Originally Posted by bobw77
It could have peeled because the people who sold the house used interior paint instead of exterior which is more resistant to weather and can't handle expanding and contracting.
BOB: I'm wanting to explain the difference between interior and exterior latex and alkyd paints because some of what you said is mostly true for latex paints, and the rest is mostly true for oil based paints. Explaining it will prevent people from assuming what you said is generally true for both kinds of paints.
Interior and exterior LATEX paints will both stand up well to wind and rain. In fact, Sherwin Williams uses exactly the same acrylic binder resin from Rohm & Haas (called "HG95P") to make BOTH their top-of-the-line interior latex paint and their top-of-the-line exterior latex paint (Super Paint I think it's called.) Exterior latex paints do better outdoors only because they have UV blockers in them to protect them from the UV light from the Sun, and they have more biocides in them to prevent mold and mildew growing on them in humid climates. Basically, its those extra additives (UV blockers and more biocides) that makes the difference between interior and exterior latex paints.
1. Interior latex paints are often made with resins that dry to a harder film only because interior paints have to stand up to scrubbing to remove stubborn marks on the walls, but people rarely scrub the exterior of their house to clean it, and so exterior latex paints will often use acrylic resins that dry to a softer film to save cost.

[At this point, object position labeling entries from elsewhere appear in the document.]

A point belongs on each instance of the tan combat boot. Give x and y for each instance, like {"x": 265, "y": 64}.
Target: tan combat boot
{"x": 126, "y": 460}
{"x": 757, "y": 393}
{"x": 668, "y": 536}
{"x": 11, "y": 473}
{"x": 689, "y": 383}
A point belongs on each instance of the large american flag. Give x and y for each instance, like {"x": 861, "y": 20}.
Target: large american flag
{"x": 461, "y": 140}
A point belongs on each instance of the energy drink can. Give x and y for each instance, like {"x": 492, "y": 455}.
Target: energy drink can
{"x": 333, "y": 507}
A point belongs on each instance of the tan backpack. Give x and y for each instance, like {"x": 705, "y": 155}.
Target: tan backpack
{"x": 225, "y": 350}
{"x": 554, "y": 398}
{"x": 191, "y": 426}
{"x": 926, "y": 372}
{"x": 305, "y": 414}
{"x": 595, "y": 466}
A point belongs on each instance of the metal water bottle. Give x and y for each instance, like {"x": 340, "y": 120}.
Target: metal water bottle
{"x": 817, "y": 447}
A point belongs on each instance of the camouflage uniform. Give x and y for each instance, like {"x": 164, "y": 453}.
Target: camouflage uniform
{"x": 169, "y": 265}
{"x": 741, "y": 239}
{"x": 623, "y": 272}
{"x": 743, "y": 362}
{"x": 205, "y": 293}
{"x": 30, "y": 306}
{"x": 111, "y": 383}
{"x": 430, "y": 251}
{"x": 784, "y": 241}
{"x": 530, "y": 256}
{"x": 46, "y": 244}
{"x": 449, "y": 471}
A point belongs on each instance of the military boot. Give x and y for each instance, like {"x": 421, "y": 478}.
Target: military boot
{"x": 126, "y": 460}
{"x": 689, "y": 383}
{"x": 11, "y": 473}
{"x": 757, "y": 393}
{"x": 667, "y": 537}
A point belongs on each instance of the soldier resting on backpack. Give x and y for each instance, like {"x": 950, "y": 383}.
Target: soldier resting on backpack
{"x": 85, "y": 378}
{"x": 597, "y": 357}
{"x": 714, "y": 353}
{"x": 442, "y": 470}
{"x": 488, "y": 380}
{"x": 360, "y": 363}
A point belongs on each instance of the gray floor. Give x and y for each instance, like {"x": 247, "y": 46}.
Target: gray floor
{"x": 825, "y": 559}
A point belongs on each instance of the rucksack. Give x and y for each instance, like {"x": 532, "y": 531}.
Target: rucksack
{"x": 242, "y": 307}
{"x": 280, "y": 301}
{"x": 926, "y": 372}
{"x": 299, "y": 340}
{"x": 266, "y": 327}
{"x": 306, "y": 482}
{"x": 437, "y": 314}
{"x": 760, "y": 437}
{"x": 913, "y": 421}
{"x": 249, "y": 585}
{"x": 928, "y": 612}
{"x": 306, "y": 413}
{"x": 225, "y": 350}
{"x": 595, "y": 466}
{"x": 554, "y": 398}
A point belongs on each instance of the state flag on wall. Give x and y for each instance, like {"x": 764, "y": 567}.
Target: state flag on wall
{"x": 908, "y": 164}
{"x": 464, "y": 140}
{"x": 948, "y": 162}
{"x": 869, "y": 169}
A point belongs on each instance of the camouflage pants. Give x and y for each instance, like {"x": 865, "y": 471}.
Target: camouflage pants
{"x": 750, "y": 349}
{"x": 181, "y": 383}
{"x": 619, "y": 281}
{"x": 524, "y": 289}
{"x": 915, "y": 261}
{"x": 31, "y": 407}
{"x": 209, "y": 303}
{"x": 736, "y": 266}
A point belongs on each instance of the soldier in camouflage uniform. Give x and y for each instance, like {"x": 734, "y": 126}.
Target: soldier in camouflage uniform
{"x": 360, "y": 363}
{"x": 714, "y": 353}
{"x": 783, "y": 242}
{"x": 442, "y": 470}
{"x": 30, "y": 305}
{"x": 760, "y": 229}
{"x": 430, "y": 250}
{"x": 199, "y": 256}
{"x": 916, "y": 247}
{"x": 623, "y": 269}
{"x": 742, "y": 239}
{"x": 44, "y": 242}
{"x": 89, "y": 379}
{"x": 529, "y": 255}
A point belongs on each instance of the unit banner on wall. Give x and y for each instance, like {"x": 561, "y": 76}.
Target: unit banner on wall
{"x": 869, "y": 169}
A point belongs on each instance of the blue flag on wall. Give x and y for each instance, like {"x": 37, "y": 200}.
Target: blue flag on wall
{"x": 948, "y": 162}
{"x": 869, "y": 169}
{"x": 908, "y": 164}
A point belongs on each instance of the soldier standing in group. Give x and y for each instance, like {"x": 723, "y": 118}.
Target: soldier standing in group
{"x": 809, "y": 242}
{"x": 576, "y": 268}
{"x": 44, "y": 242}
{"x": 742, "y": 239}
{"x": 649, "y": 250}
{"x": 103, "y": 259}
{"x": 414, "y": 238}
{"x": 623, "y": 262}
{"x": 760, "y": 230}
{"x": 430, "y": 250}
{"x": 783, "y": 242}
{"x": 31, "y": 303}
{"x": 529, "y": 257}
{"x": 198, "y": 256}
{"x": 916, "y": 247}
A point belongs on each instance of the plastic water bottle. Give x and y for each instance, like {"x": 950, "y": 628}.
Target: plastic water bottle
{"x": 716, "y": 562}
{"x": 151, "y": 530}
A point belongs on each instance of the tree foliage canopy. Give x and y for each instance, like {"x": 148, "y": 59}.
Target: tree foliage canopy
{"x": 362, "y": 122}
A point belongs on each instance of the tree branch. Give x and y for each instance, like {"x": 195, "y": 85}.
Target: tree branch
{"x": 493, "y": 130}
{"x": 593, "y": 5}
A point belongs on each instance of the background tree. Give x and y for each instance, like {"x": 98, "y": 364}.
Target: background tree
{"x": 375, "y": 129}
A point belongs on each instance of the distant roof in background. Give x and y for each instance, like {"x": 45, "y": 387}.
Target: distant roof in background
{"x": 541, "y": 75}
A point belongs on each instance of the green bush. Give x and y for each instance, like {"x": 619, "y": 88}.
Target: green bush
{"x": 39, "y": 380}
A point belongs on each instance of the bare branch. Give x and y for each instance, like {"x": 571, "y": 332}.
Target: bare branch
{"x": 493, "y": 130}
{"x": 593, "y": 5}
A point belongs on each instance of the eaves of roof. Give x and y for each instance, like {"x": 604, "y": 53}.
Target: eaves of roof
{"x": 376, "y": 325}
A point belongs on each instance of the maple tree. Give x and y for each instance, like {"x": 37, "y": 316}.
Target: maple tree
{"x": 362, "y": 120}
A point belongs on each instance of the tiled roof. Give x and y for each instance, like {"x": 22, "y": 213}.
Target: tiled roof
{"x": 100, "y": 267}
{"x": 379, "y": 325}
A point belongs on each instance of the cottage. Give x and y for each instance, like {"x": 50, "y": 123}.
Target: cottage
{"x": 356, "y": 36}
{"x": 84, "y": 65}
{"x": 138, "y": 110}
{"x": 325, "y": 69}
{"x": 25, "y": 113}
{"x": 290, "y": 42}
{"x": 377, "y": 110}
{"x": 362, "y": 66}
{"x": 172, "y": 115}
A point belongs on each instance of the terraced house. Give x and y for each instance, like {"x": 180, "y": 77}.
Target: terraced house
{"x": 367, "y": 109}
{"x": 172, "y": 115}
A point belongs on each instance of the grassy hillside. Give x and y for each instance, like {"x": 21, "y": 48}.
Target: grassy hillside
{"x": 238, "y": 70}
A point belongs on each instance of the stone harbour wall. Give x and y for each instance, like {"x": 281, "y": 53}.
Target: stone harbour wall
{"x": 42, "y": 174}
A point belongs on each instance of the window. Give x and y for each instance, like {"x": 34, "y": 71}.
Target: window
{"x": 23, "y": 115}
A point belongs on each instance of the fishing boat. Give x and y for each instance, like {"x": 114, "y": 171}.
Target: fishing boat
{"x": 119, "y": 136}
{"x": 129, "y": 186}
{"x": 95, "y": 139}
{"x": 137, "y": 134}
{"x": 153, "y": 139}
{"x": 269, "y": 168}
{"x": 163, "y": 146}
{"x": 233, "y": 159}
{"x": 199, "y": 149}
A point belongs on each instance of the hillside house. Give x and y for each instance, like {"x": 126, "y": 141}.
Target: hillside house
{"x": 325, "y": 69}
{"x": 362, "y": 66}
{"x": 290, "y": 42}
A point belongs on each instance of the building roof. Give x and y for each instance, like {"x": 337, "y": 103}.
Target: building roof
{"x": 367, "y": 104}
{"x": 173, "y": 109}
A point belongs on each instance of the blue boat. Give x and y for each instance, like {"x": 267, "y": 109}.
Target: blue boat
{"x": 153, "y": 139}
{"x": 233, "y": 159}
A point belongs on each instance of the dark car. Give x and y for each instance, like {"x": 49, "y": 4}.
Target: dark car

2. Also, exterior latex and oil based paints will often use zinc oxide instead of titanium dioxide as the white pigment. This is both because titanium dioxide acts as a catalyst in the chaulking of the paint film due to exposure to UV light, and because zinc oxide is a natural mildewcide. So, all else being equal, white paints that use titanium dioxide as the white pigment won't stand up to UV light as well as white paints that use zinc oxide as the white pigment. Also, mildew and mold won't grow as well on white paints that use zinc oxide as the white pigment as they will on white paints that use titanium dioxide as the white pigment. But, zinc oxide doesn't hide as well as titanium dioxide, so you may have to apply a second coat of white or off-white paint if the white pigment is zinc oxide to completely hide any underlying colour.
3. Finally, interior latex paints will often use different coalescing solvents that either smell less or get chemically bonded right into the paint film as it dries, and so don't evaporate from the paint film as it dries, and therefore don't smell at all. It's also true that more and stronger coalescing solvents are needed in exterior latex paints that often have to form a proper film under more difficult conditions than interior latex paints, like cooler temperatures, higher humidity and more rapidly changing temperatures and humidities (come night fall or rain).
Now about oil based paint:
What you're saying is "true-er" with oil based paints. Alkyd paints form harder films than latex paints, and hardness and elasticity are kinda mutually exclusive. Interior alkyd paints dry so hard that they don't have the elasticity needed to stretch and shrink with wood as it's moisture content changes. Consequently, "exterior" alkyd paint resins are made from vegetable oils (the oil "lipids" actually)that won't crosslink as densely and will therefore dry to a softer and more elastic film. That is, exterior latex paints are intentionally made worse (weaker and softer, which you generally don't want in a protective coating) because you need elasticity in a paint that's meant to be used on wood outdoors (cuz it'll swell and shrink).
The few hundredths of a percent change in dimensions due to thermal expansion and contraction is tiny compared with the several percent diminsional change that occurs in wood. EVERY interior and exterior latex and alkyd paint has enough elasticity to accomodate thermal expansion and contraction in building materials. It's that several percent change in dimension in wood due to changes in it's moisture content that requires special "exterior alkyd paints" to accomodate.
Exterior oil based paints have more UV blockers and biocides in them than interior oil based paints too, just like latex paints. With latex paints, that's the primary difference between interior and exterior paints. With oil based paints, film hardness is the primary difference between interior and exterior paints.
Therefore, if you don't live in the south where UV light from the Sun is intense, or on the west side of a mountain range or along a coast where humidity is high and mildew growth on paint is a problem, then you can use an interior latex paint or interior oil based paint outdoors over any substrate other than wood. You can paint a steel garage door or concrete tire stops with interior oil based paint, for example.
In this case, the old paint was applied over concrete, which only has thermal expansion due to temperature changes which any paint can accomodate. So, the fact that the concrete woulda got warm in summer and cold in winter wouldn't have caused the paint on it to crack and peel prematurely.
That is, the fundamental difference between interior and exterior LATEX paints is the amount of additives (UV blockers and biocides) in the paint. The fundamental difference between interior and exterior OIL BASED paints is the hardness (and hence elasticity) of the film they dry to.
Both interior and exterior latex paints form soft enough films to accomodated the dimensional changes in wood outdoors.